1. What is polycystic kidney?
Polycystic kidney disease is kidney cortex and medulla of a hereditary renal disease multiple cyst. Its incidence has familial aggregation and genetic methods according to gender can be divided into two types: the first is an autosomal dominant genetic type, this type of general to adult before symptoms appear; the second is autosomal recessive type, generally in the infant is evident. Common autosomal dominant polycystic kidney disease clinical, accounting for end-stage renal disease 5%-10%. The main clinical manifestations of renal enlargement, hematuria, proteinuria, hypertension, renal failure may occur in the late.time.
2. Common symptom of polycystic kidney
1)Renal enlargement, bilateral kidney disease progress of asymmetric, different sizes,two kidney can fill the whole cavity at late stage, kidneys are distributed a lot of cyst on the surface, make kidney shape irregular, rugged, hard texture.
2) Renal pain are the main symptoms, often is dull pain, or sharp pain, sometimes is stomache. The pain can be aggravated by physical activity, long time walking, sedentary, it can be reduced after staying in bed.
3) About half of the patients had microscopic hematuria, with episodes of gross hematuria, the cyst wall caused by ruptured blood vessels. Bleeding time blood clot through the ureter can cause angina. Hematuria is often accompanied by urinary protein and white blood cells in urine, urine protein quantity is not more than 1.0g/d. Kidney infections pyuria was obvious, hematuria was aggravated, pain and fever.
4) Polycystic liver ADPKD patients which found at middle age, about half have polycystic liver, after the age of 60 about 70%. Is generally believed that its development is slower, and polycystic kidney disease 10 years later. The cyst is composed of bile duct expansion. In addition, pancreatic and ovarian cyst can also occur, colonic diverticulum with a higher rate.

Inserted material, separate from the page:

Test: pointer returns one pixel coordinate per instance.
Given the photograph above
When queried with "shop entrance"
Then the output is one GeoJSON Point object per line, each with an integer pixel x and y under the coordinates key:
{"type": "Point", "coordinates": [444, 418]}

3.The treatment of polycystic kidney?
The majority of patients do not have to change the way of life and activity limitation. For the patients with kidney Renal enlargement.Taking more care to prevent abdominal injury, avoid the occurrence of cyst rupture. When patients in renal failure uremia, should according to the corresponding treatment principle
2)Renal cyst decortication
This operation reduces the cyst of kidney essence of oppression, the protection of most of the remaining nephrons from extrusion and further damage to renal ischemia, improve renal function, some units have been restored, delay the disease development. The key to a successful operation is performed as early as possible operation, cyst decompression must be complete, do not give up the small cyst and deep cyst decompression. Both sides should operation, general bilateral operation intervals for more than half a year. Advanced cases where there is impairment of renal function in azotemia, uremia, whether complicated with hypertension, decompression treatment has no meaning, operation against the can aggravate the condition. At the same time, to worry with friends, this treatment is great for the body and renal traumatic, so patients in the choice of this treatment must be careful.
3)Inhibition of treatment with traditional Chinese medicine therapy
During end-stage of renal failure, should immediately to dialysis treatment, choose hemodialysis. Polycystic kidney in renal transplant survival rate and other reasons, the performer is similar, but due to comorbidity disease, increase the difficulties of postoperative treatment difficulties, affecting the effects of transplantation. At the same time, experts advise patients to have dialysis can not repair the damaged kidney,the transplantation is expensive, less nephrogenic, low success rate, more important is even succeed, also must take anti- rejection drugs, and it also a crapshoot.